Writing to JDBC Data Sources

It is now possible to write to databases via Drill's JDBC Storage Plugin. At present Drill supports the following query formats for writing:

  • CREATE TABLE AS
  • CREATE TABLE IF NOT EXISTS
  • DROP TABLE
  • DROP TABLE IF NOT EXISTS

For further information about Drill's support for CTAS queries please refer to the documentation page here: https://drill.apache.org/docs/create-table-as-ctas/. The syntax is exactly the same as writing to a file. As with writing to files, it is a best practice to avoid SELECT * queries in the CTAS query.

Not all JDBC sources will support writing. In order for the connector to successfully write, the source system must support CREATE TABLE AS as well as INSERT queries.
At present, Writing has been tested with MySQL, Postgres and H2.

Note about Apache Phoenix

Apache Phoenix uses slightly non-standard syntax for INSERTs. The JDBC writer should support writes to Apache Phoenix though this has not been tested and should be regarded as an experimental feature.

Configuring the Connection for Writing

Firstly, it should go without saying that the Database to which you are writing should have a user permissions which allow writing. Next, you will need to set the writable parameter to true as shown below:

Setting the Batch Size

Drill after creating the table, Drill will execute a series of INSERT queries with the data you are adding to the new table. How many records can be inserted into the database at once is a function of your specific database. Larger numbers will result in fewer insert queries, and more likely faster overall performance, but may also overload your database connection. You can configure the batch size by setting the writerBatchSize variable in the configuration as shown below. The default is 10000 records per batch.

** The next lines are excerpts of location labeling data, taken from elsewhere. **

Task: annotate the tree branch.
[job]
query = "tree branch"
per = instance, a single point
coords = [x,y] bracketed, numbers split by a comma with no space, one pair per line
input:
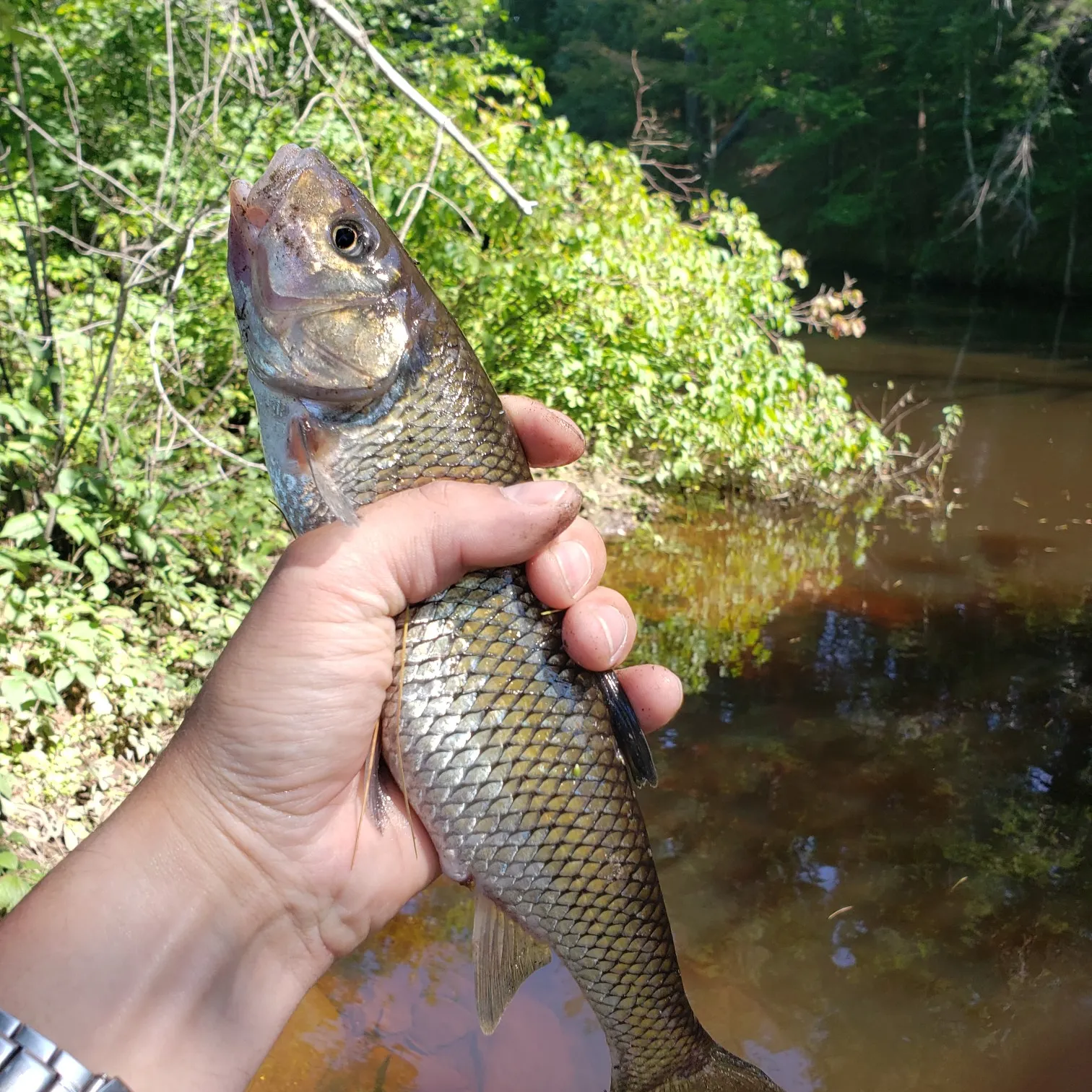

Sample Writable MySQL Connection

{
  "type": "jdbc",
  "driver": "com.mysql.cj.jdbc.Driver",
  "url": "jdbc:mysql://localhost:3306/?useJDBCCompliantTimezoneShift=true&serverTimezone=EST5EDT",
  "username": "<username>",
  "password": "<password>",
  "writable": true,
  "writerBatchSize": 10000,
  "enabled": true
}

Sample Writable Postgres Connection

{
  "type": "jdbc",
  "driver": "org.postgresql.Driver",
  "url": "jdbc:postgresql://localhost:5432/sakila?defaultRowFetchSize=2",
  "username": "postgres",
  "sourceParameters": {
    "minimumIdle": 5,
    "autoCommit": false,
    "connectionTestQuery": "select version() as postgresql_version",
    "dataSource.cachePrepStmts": true,
    "dataSource.prepStmtCacheSize": 250
  },
  "writable": true
}

Limitations

Row Limits

The first issue to be aware of is that most relational databases have some sort of limit on how many rows can be inserted at once and how many columns a table may contain. It is important to be aware of these limits and make sure that your database is configured to receive the amount of data you are trying to write. For example, you can configure MySQL by setting the max_packet_size variable to accept very large inserts.

Data Types

While JDBC is a standard for interface, different databases handle datatypes in different manners. The JDBC writer tries to map data types to the most generic way possible so that it will work in as many cases as possible.

Compound Data Types

Most relational databases do not support compound fields of any sort. As a result, attempting to write a compound type to a JDBC data source, will result in an exception. Future functionality may include the possibility of converting complex types to strings and inserting those strings into the target database.

VarBinary Data

It is not currently possible to insert a VarBinary field into a JDBC database.